The files are tab-separated ASCII plain text; the zip files expand the file or files within to the local directory.

The files contain brief header information, followed by successive rows of three tab-separated values: raw word count, calculated frequency per million words, and the word token itself. Filenames indicate the subsite or subsites calculated, the date for which calculations begin, and the date for which the calculation is no longer running. For example, "askme--2006-01-01--2007-01-01.txt.zip" contains frequency data for all words used in comments on Ask Metafilter between January 1st, 2006 and December 31st, 2006, inclusive.

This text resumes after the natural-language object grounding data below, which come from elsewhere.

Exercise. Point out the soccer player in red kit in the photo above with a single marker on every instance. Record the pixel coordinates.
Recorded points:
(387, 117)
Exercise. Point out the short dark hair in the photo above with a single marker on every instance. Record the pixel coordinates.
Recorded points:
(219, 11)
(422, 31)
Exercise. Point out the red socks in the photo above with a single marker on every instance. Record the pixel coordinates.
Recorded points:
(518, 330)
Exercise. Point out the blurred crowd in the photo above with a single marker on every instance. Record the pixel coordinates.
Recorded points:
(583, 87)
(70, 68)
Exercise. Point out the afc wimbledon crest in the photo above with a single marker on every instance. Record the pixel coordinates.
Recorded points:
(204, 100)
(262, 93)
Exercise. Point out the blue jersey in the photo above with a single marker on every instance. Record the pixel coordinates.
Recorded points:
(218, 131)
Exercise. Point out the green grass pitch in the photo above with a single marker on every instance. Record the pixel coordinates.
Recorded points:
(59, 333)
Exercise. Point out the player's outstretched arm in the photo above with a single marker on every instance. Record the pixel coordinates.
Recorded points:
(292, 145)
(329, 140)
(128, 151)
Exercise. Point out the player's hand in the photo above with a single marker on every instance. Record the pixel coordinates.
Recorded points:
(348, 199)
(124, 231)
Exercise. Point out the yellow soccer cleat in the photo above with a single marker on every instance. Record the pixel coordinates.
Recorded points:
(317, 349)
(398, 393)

For more information about the process used to produce these files or for clarification of some of the file-specific notes below, please see the Metafilter Wiki page about the Metafilter Corpus project. You may also be interested in the data available at the weekly-updated Metafilter Infodump.

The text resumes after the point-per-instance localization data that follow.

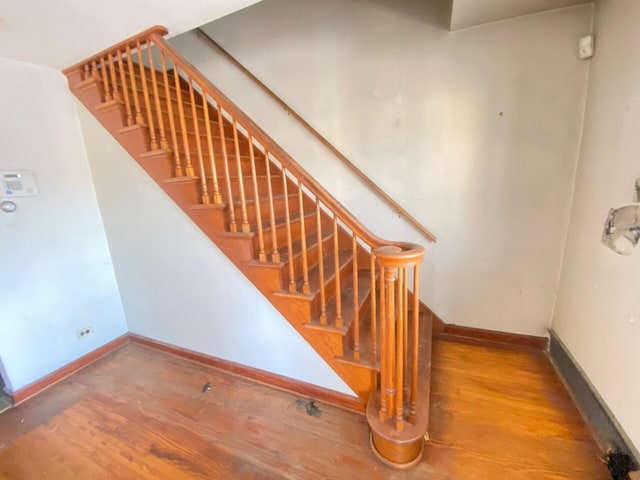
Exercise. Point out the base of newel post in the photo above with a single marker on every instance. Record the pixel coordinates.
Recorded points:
(401, 457)
(398, 449)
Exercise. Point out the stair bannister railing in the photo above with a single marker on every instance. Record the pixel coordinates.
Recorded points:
(205, 146)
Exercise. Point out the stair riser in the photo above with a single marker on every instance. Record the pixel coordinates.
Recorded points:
(239, 248)
(263, 191)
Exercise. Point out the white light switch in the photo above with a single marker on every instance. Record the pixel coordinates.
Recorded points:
(586, 46)
(17, 183)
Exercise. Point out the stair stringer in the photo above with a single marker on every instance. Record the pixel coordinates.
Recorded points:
(359, 377)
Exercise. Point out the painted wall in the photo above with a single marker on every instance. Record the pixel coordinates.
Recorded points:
(57, 275)
(176, 286)
(61, 33)
(475, 132)
(598, 309)
(467, 13)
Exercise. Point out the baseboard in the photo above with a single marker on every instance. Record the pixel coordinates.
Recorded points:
(479, 336)
(603, 424)
(262, 377)
(60, 374)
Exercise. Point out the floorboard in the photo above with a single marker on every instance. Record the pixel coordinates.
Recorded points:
(142, 414)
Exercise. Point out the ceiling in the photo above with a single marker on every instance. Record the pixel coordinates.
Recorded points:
(468, 13)
(59, 33)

If you have specific questions about these files or would like to see something additional made available, contact cortex.

Complete tables

These files contain frequency information for all comments made between the launch of Metafilter in mid-1999 through 11:59 pm, Dec 31st, 2012. Note that subsites other than mefi were launched at later dates: meta in early 2000, askme in late 2003, music in the middle of 2006. Approximate word count and file size is provided for reference; exact word-count info is provided in the header of each file.

Yearly

As above, but each file contains a frequency table limited to a single year interval. These files are somewhat smaller than the corresponding Complete files; the largest are about 3MB.

Monthly

Each of these zip files contains twelve frequency files, one for each month of the year stated. These are comparable in size to the Complete files, topping out at 7MB.

Daily

Each of these zip files contains 365 (or 366 for leap years) individual daily files for the corresponding year. These zips are the largest in the collection, with allsites--2012 about 32MB total.